Climate Change Deniers have been rallying around a cooling Greenland.  Greenland did cool during the later half of the 20th century due to a positive NAO, which brought cooler and wetter weather to parts of Greenland.

Quote
Three major melt events during late July and August brought the 2018 Greenland melt season to a close. Overall, conditions on the ice sheet were slightly warmer than average for the second half of the summer.

 Three significant melt events peaked on July 17, July 31, and August 9. While none of these were exceptional, they were among the highest melt extents for those dates in the satellite record, at or above 500,000 square kilometers (193,000 square miles)—roughly a third of the ice sheet. High atmospheric pressure contributed to the melt events on July 31 and August 9. Strong winds from the southeast were linked to the melt events on July 17 and July 31, and from the southwest on August 9. Surface temperatures during the events were generally 2 to 5 degrees Celsius (4 to 9 degrees Fahrenheit) above the 1981 to 2010 average.
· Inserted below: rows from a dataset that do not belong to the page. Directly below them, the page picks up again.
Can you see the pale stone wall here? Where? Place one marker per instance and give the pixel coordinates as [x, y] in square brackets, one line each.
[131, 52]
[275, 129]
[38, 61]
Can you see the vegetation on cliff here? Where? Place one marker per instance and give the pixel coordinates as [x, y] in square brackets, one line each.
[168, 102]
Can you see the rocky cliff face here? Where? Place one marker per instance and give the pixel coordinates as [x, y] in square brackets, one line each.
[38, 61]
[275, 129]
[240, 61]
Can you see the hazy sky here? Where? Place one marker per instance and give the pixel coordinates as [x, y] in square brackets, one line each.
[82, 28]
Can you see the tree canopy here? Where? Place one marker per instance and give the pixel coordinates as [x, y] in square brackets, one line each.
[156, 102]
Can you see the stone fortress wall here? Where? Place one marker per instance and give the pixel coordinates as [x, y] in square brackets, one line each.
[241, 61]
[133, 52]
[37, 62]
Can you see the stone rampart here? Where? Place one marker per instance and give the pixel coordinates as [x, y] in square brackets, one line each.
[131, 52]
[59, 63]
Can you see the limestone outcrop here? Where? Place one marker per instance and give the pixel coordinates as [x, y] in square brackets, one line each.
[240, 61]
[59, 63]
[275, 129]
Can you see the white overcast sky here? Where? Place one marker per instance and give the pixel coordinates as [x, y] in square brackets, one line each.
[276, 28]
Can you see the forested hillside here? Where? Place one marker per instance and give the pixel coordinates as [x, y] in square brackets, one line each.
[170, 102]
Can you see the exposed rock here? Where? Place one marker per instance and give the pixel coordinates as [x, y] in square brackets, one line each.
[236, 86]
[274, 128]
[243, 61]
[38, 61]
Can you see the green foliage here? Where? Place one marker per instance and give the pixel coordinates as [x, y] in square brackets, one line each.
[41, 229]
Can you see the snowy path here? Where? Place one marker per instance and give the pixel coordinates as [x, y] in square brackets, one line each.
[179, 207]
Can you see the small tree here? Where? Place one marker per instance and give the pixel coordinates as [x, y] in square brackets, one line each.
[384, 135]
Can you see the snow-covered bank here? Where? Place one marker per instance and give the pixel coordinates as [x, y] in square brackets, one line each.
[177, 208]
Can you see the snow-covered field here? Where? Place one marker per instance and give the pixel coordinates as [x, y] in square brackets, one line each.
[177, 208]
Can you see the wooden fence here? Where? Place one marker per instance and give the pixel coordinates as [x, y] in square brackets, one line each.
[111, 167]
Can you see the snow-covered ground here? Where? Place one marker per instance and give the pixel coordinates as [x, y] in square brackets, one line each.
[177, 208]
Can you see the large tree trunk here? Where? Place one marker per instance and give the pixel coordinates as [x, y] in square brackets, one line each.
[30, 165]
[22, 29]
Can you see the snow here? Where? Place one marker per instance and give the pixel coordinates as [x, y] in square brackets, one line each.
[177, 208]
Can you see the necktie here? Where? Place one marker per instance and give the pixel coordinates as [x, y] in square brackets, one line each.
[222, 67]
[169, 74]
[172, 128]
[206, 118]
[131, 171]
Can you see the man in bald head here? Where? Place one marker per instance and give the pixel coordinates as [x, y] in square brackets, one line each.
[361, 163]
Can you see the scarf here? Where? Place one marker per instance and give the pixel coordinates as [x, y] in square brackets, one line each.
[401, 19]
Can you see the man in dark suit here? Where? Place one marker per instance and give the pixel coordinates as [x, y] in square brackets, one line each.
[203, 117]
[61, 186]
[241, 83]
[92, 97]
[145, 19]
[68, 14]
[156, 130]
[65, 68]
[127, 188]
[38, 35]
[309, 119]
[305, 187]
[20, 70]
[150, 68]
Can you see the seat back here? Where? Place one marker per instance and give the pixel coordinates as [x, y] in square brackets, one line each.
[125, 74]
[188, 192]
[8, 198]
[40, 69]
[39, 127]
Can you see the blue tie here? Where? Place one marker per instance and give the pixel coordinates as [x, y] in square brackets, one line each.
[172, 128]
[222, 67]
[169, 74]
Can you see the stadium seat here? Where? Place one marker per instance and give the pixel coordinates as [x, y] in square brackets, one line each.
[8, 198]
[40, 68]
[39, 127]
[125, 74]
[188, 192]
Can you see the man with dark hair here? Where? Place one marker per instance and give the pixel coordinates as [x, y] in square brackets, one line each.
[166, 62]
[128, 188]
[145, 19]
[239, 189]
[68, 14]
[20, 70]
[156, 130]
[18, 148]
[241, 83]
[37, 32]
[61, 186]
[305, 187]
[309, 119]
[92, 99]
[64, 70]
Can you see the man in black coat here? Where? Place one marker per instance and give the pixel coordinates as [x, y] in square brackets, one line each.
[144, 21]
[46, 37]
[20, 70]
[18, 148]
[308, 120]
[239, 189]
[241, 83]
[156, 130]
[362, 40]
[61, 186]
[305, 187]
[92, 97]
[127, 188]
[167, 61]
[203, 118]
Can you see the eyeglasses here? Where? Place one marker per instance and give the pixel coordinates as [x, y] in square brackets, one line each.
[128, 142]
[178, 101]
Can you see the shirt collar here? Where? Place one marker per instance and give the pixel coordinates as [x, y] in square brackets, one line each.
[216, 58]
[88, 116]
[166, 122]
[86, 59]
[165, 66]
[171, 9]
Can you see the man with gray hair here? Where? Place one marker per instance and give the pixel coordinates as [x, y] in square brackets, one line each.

Overall, higher-than-average temperatures of 0.5 to 1.2 degrees Celsius (0.9 to 2.2 degrees Fahrenheit) above the 1981 to 2010 mean characterized the second half of summer.
link


As for last year's Arctic report card:

Quote
Surface air temperatures observed on the ice sheet indicated a different pattern than those observed at coastal station, especially during summer 2017. Measurements at twenty coastal weather stations of the Danish Meteorological Institute (DMI) indicate widespread above- or near-average air temperatures for the seasons of autumn 2016 through summer 2017 (relative to the average for the period 1981-2010), with the exception of spring in northeast Greenland. New record highs were set at a number of sites in autumn 2016, with absolute anomalies above +5° C (see Table 1).

This year's Arctic report card comes out in December.

 

I would just like to emphasize that I am not a denier, I think climate change is going to result in widespread + worsening areas of horrible heat, and limited areas of cryospheric crisis (though the balance will, IMO, shift from the former to the latter as we head deeper into CAB BOE). In fact I would assert my outlook is far worse than contemporary consensus on climate change because you are dealing with a simultaneous worsening of BOTH extremes rather than a static shift towards hot, with the increasing gradient between A and B ultimately responsible for the "superstorms" we are now seeing (with breakdown of normal jetstream, oceanic heat distribution to poles is increasingly sporadic and cyclonic -> hence why we see so many Cat 5s now).